Sejak masa pra Hindu, Bangsa Indonesia sudah berketuhanan, berprikemanusiaan, ber-persatuan, kerakyatan dan berkeadilan. Inilah nilai dan prinsip dasar dari Bangsa Indonesia. Bisa dikatakan, rumusan Pancasila mewakili arketipe struktur ketidaksadaran kolektif bangsa dan rakyat Indonesia – yang melampaui batas-batas etnik dan agama. Di sinilah letak paralelitas antara Pancasila dengan jiwa bangsa Indonesia yang diambil dari kebudayaan dan roh kearifan lokal. Sebagaimana diafirmasi Riyanto (2015: 13) dalam Buku Kearifan Lokal dan Pancasila, kearifan lokal bangsa adalah “akar” dari Pancasila, sekaligus pohon yang kokoh rimbun penuh dengan dahan-dahan dan dedaunan lebat yang di dalamnya berlindung kupu-kupu indah dan aneka burung rupawan.

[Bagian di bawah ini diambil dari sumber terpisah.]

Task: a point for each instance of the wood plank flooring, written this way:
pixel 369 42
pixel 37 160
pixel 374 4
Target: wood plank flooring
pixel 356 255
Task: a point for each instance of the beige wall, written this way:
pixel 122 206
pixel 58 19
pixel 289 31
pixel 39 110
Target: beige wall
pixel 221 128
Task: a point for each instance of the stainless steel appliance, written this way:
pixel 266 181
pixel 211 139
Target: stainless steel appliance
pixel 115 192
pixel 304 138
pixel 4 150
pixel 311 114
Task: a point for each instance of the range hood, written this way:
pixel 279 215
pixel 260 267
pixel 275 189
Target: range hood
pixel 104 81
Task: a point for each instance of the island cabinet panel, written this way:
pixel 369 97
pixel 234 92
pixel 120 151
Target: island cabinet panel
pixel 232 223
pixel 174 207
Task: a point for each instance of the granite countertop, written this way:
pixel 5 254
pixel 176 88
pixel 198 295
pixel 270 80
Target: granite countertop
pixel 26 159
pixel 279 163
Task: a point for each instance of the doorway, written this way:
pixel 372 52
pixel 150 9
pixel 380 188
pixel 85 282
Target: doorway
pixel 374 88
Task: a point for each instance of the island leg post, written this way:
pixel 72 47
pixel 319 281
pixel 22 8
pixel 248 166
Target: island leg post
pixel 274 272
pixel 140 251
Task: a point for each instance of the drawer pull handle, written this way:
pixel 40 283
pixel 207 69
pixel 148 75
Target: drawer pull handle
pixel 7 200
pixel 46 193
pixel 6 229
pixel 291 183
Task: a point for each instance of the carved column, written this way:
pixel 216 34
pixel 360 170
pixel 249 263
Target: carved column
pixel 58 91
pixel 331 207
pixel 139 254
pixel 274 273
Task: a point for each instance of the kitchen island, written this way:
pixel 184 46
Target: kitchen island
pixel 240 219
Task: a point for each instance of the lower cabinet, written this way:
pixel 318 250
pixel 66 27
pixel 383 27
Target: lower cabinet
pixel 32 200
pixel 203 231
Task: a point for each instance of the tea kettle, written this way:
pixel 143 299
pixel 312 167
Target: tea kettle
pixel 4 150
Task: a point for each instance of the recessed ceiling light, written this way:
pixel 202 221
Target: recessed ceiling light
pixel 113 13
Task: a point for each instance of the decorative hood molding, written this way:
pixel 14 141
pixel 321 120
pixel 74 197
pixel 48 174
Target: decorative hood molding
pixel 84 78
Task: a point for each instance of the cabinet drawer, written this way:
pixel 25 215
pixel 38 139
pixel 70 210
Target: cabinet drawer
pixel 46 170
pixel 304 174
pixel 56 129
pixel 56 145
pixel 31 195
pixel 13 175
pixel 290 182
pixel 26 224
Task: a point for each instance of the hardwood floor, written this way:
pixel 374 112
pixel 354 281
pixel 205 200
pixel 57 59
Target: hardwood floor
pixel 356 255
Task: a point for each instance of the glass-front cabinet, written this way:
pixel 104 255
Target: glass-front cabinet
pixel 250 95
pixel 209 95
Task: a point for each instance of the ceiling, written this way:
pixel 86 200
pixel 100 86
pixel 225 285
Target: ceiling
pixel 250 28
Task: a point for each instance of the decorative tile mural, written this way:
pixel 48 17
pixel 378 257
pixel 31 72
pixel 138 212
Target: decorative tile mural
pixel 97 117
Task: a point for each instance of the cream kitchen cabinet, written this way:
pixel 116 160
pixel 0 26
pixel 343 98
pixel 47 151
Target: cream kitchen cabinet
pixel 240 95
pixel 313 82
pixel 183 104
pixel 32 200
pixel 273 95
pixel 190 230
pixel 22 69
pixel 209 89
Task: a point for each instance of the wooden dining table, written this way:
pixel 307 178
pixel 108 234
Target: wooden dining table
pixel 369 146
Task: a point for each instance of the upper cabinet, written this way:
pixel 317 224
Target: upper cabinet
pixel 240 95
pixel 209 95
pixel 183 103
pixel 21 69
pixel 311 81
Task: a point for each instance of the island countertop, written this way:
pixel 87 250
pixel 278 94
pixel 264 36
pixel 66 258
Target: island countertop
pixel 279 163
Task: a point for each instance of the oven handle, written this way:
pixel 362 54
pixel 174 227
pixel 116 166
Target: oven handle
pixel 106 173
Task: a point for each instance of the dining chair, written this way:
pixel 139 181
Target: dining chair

Eka Dharmaputra dalam disertasi yang berjudul Pancasila and The Search for Identity and Modernity. A. Cultural and Ethical Analysis yang kemudian diterbitkan dengan judul Pancasila: Identitas dan Modernitas (1987:80) menjelaskan bahwa nilai-nilai dalam Pancasila tidak bisa dilepaskan dari tipe-tipe religio-kultural masyarakat Indonesia khususnya pandangan dunia orang Jawa yang banyak disajikan melalui pementasan wayang.
Ada tiga karakteristik pandangan dunia Jawa yakni totalistis, dualistis, dan hierarkis. Totalistis dimaksudkan orang Jawa melihat semua kenyataan yang nampak maupun tidak nampak, sebagai bagian atau aspek, atau emanasi dari satu kesatuan menyeluruh yang disebut ‘Sang Hyang Tunggal’. Semua berasal dan akan kembali kepada sangkan paransegala sesuatu.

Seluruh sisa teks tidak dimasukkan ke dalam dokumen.